Schubert a composé le cycle alors qu’il était encore frappé par la mort de Beethoven ; et c’est même cette mort qui a fait de lui le romantique qu’il incarnait à merveille à la fin de son existence. Le fait que Schubert ait composé sous le choc et la surprise de la mort de quelqu’un qu’il aimait permet de donner une définition assez simple du romantisme. Le romantisme est la complaisance pour la tristesse. Le romantique se plaît à être triste, à être mélancolique, à renoncer au bonheur pour laisser le monde l’être à sa place, ce qui ne veut cependant pas dire qu’il ne s’intéresse pas au monde. Toutefois, la « mondéité » du romantique est réduite. Le romantique est hors du monde et presque hors de l’espace ; seul le temps lui résiste complètement et c’est justement la cause de sa mélancolie : il ne peut se soustraire au temps, il est obligé de vivre. Nous pensons à cette phrase de Martin du Gard dans Les Thibault : « elle pour qui le présent comptait peu, et l’avenir pas du tout, elle dont la vie intérieure se nourrissait presque exclusivement de réminiscences ». Sans vivre dans le passé, le romantique s’en nourrit ; c’est d’ailleurs la définition même de la mélancolie. Nous disons alors que le romantisme est une lutte contre le temps, en ce qu’il a d’effroyablement mobile, d’affreusement rapide, et de formidablement irrépressible…

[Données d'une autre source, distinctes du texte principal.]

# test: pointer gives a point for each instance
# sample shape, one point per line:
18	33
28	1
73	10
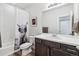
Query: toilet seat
25	45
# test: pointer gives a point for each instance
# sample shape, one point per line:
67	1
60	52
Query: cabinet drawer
51	44
65	46
37	40
70	49
59	52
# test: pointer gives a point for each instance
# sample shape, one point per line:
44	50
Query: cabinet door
38	49
59	52
45	50
41	50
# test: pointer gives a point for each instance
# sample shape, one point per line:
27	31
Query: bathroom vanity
48	45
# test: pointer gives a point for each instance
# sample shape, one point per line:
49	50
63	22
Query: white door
65	25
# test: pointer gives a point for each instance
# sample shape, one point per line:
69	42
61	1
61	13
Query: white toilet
27	47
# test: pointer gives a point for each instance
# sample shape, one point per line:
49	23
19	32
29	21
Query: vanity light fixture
52	5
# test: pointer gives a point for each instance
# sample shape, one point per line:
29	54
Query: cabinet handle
71	50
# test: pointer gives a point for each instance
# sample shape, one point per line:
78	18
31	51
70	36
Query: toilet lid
25	45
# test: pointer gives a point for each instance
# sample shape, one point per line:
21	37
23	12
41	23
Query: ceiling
25	5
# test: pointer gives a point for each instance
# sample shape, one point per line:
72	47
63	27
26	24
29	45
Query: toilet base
25	52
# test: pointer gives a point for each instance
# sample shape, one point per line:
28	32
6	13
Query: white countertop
66	39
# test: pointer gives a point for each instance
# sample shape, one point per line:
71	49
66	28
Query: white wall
49	18
35	11
8	20
22	17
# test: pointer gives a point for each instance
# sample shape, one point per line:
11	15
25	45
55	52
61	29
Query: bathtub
6	51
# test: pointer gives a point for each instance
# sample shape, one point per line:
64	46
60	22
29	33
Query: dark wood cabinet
40	49
50	48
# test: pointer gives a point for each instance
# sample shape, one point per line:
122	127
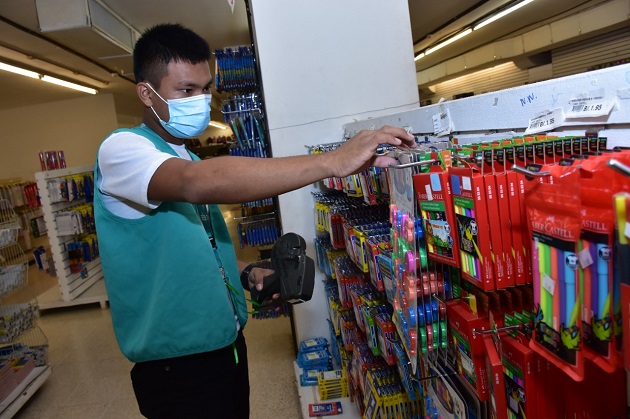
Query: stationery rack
23	346
243	111
66	197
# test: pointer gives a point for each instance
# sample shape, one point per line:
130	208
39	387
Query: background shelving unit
75	288
23	346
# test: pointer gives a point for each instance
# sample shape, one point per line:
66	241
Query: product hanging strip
243	113
236	70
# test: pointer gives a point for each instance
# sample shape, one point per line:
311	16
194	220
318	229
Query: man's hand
357	154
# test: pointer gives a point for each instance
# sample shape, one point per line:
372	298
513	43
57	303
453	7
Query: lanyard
202	211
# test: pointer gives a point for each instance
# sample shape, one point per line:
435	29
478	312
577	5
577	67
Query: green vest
166	293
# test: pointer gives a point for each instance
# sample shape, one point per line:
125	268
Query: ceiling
22	42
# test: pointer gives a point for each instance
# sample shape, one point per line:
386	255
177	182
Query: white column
323	64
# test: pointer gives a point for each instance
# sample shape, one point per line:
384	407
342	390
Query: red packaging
496	234
469	346
553	214
522	264
549	379
596	263
497	407
433	195
469	203
520	386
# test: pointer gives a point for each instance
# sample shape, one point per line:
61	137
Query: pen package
433	194
496	381
469	347
553	215
469	203
595	262
522	265
520	386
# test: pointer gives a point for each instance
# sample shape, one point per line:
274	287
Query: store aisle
90	378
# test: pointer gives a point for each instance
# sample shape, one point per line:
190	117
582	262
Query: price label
546	121
590	105
548	283
442	124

Le deuxième point important dans la définition du romantisme est la tristesse. Aimer la tristesse, s’y complaire, pourrait d’ailleurs être un comportement assez nietzschéen, surhumain, en ce que cet amour et cette complaisance constituent une indifférence à l’égard du bonheur comme but ultime et comme valeur suprême. Ainsi, le romantique peut sembler désespéré dans la mesure où il ne cherche en rien à se défaire de sa tristesse, de la même que le dépressif y sombre encore davantage en refusant de voir ses amis, de sortir… Ressasser, « se nourrir de réminiscences », est donc le meilleur moyen pour arriver à cette tristesse qui, davantage qu’un état permanent, est plutôt une espèce d’ἐποχή à l’égard du bonheur. Le romantique n’est alors pas désespéré : il sait simplement fouiller dans les souvenirs de sa « vie perceptive » (Husserl) et en modifier quelques partitions. Alors donc, le romantique est celui qui sait être triste et mélancolique (pas simplement celui qui subit cela) lorsqu’il est seul et qu’il marche ! La pluie – dont nous ne développerons pas ici les vertus – est d’ailleurs l’élément favori du romantique tel qu’il vient d’être décrit. Lucien Rebatet, dans Les deux étendards, qui est livre romantique à de nombreux égards (probablement la remarque lui déplairait-elle), écrit : « Michel passa toute la soirée à se haïr et à se traiter de noire brute. Puis, sa tristesse le consola. Elle lui était chère. Depuis trois mois, il n’avait pas été triste à cause d’Anne-Marie. » La perte – au sens d’éloignement – de l’être aimé est matière idéale à la mélancolie du romantique. Au regard de cette définition du romantisme – ou plutôt du tempérament et de la posture romantiques – que nous disent les poèmes de Wilhelm Müller et leur merveilleuse mise en musique par Franz Schubert ? en quoi sont-ils l’expression paroxystique du tempérament romantique ?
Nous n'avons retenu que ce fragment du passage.